Several barrages of rockets were also launched towards communities in southern and central Israel, triggering sirens and causing residents to run to shelters.
"We've got 30 seconds to literally get in [the safe room]," Beverly Jamil, who lives in Ashkelon, 12km north of Gaza, told the BBC .
"You can be anywhere - parking the car, in the middle of cooking, in the shower, you've got 30 seconds to get in here, close the door and wait and we have to make sure that we're all in, ie the whole family, me, my husband, my two girls and the three dogs."
Israel's Magen David Adom (MDA) ambulance service said there was a direct hit on an apartment building in Rehovot, about 21km south of Tel Aviv, killing one person.
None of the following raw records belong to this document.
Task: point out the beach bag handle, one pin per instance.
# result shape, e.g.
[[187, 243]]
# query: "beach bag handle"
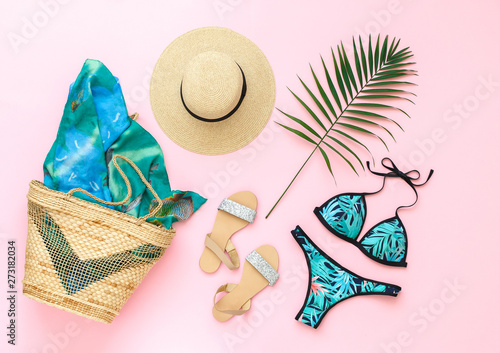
[[129, 189]]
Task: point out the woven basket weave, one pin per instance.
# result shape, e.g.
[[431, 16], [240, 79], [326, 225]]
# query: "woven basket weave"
[[85, 258]]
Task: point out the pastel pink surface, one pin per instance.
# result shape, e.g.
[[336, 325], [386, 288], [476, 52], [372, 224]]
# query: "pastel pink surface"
[[447, 302]]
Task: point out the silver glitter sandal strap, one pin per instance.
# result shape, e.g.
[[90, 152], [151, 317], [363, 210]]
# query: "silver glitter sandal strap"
[[237, 210], [263, 267]]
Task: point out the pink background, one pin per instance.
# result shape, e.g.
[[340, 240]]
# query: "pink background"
[[454, 130]]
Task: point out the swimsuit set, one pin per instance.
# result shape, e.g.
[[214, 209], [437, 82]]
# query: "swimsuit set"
[[344, 216]]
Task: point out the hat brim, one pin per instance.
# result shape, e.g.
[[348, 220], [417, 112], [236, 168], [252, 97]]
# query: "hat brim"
[[212, 138]]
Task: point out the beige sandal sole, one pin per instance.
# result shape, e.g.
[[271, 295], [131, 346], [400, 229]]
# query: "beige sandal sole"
[[237, 301], [224, 227]]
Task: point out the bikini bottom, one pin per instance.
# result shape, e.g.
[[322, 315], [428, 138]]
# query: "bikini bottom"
[[330, 283]]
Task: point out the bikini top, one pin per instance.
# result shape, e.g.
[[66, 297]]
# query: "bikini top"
[[386, 242]]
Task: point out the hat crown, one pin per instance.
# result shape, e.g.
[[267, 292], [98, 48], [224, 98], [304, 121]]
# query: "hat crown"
[[212, 85]]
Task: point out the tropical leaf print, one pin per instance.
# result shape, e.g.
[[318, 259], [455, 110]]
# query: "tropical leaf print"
[[331, 283], [386, 241], [345, 214]]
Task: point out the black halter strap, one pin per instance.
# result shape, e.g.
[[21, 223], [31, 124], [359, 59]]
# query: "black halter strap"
[[243, 93], [395, 172]]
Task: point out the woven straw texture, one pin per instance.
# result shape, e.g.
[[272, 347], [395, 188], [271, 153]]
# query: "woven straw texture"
[[176, 64], [85, 258]]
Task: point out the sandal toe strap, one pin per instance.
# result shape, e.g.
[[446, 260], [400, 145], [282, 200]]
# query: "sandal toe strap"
[[229, 287], [233, 262]]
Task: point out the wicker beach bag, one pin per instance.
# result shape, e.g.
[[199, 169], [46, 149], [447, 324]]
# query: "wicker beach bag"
[[86, 258]]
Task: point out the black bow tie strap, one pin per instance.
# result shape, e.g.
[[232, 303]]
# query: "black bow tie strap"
[[394, 172]]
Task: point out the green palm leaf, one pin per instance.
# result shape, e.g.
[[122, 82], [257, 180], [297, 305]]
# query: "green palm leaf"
[[370, 85]]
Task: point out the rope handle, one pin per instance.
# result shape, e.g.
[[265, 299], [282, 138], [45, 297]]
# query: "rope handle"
[[129, 189]]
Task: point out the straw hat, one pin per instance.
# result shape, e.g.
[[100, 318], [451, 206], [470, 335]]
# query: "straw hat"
[[212, 91]]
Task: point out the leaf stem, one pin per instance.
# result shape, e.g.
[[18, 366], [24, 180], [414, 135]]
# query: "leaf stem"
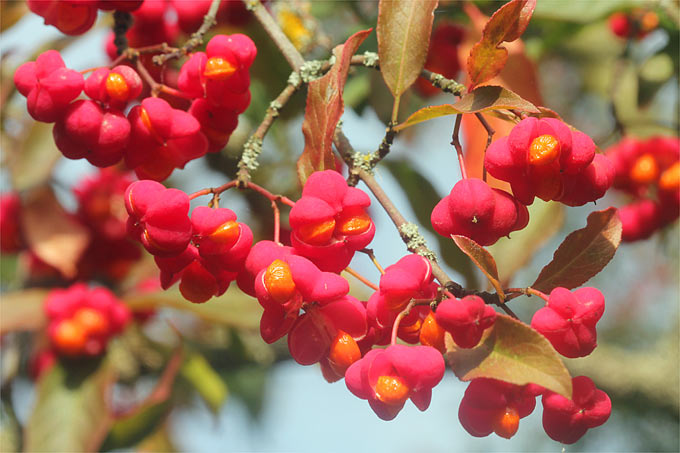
[[455, 141], [361, 278]]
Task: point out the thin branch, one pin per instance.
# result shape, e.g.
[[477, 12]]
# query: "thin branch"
[[251, 152], [287, 48], [455, 141], [489, 138], [361, 278], [196, 38]]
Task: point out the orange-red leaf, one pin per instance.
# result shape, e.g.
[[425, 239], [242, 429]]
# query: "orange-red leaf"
[[324, 109], [583, 253], [481, 99], [487, 58], [52, 234], [512, 352], [482, 259]]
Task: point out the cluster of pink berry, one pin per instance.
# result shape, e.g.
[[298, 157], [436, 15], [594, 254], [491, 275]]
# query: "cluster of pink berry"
[[540, 158], [154, 19], [637, 23], [81, 321], [442, 56], [154, 138], [306, 301], [649, 171]]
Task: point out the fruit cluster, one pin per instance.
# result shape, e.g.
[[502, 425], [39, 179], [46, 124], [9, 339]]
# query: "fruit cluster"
[[637, 23], [155, 20], [153, 138], [442, 56], [648, 171], [82, 320]]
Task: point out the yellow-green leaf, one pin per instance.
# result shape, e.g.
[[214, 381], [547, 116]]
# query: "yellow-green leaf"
[[512, 352]]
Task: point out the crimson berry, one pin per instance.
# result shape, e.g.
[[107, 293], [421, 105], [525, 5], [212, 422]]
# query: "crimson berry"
[[115, 87], [158, 217], [568, 320], [48, 85], [479, 212], [565, 420], [388, 377], [86, 130], [544, 158], [72, 17], [465, 319], [490, 405], [82, 320], [11, 238], [329, 223], [162, 139], [442, 56]]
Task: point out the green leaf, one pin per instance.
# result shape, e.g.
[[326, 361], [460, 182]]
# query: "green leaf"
[[71, 412], [583, 253], [22, 310], [512, 352], [403, 30], [486, 58], [324, 109], [140, 421], [545, 220], [481, 99], [482, 259], [130, 430], [198, 371], [423, 197], [234, 308]]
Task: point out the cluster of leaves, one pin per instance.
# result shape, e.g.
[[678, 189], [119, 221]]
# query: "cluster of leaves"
[[510, 351]]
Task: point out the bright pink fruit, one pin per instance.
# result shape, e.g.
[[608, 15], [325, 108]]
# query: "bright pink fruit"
[[388, 377], [330, 223], [475, 210], [568, 320], [566, 420], [158, 217], [48, 85], [490, 405], [465, 319]]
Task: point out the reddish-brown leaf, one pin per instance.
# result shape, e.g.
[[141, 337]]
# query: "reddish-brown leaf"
[[52, 234], [487, 58], [583, 253], [512, 352], [482, 259], [404, 28], [481, 99], [324, 109]]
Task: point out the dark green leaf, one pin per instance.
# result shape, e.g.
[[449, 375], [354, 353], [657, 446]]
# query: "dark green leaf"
[[512, 352], [71, 411], [583, 253]]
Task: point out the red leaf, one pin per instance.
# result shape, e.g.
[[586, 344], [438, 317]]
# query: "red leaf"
[[52, 234], [583, 253], [482, 259], [507, 24], [324, 109]]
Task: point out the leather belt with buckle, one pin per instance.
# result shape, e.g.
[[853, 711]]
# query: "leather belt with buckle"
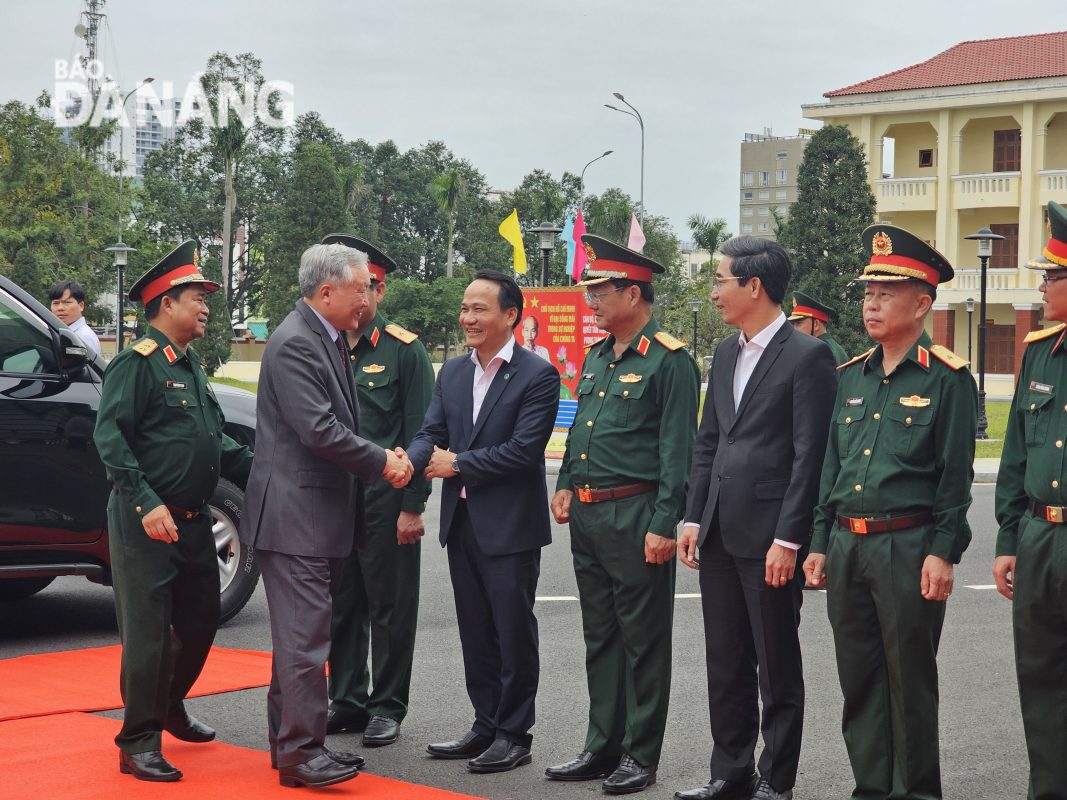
[[884, 523], [617, 493], [1048, 513], [181, 513]]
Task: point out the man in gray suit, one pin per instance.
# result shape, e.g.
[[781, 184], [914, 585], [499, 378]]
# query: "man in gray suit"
[[304, 501]]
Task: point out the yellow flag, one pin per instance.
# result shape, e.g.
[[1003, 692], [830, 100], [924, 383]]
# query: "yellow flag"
[[509, 229]]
It said five people have been wounded by rockets and 16 injured running to shelters since the rocket fire began on Wednesday.
Earlier, a spokeswoman for UN Secretary General António Guterres said he condemned "the civilian loss of life, including that of children and women, which he views as unacceptable".
This week's fighting is the heaviest since three days of hostilities between Israel and PIJ last August, in which 49 Palestinians were killed in Gaza.
Meanwhile, tensions remain high in the occupied West Bank.
The Palestinian health ministry there said a 66-year-old Palestinian man was killed by Israeli forces during a raid on the Nur Shams refugee camp, near Tulkarm. The IDF said its troops returned fire after one was shot and lightly wounded by gunmen.
Additional reporting by David Gritten in London
Update 12 May 2023: This story has been updated to say that the Israeli civilian killed in Rehovot was a woman and not a man, as initial reports stated.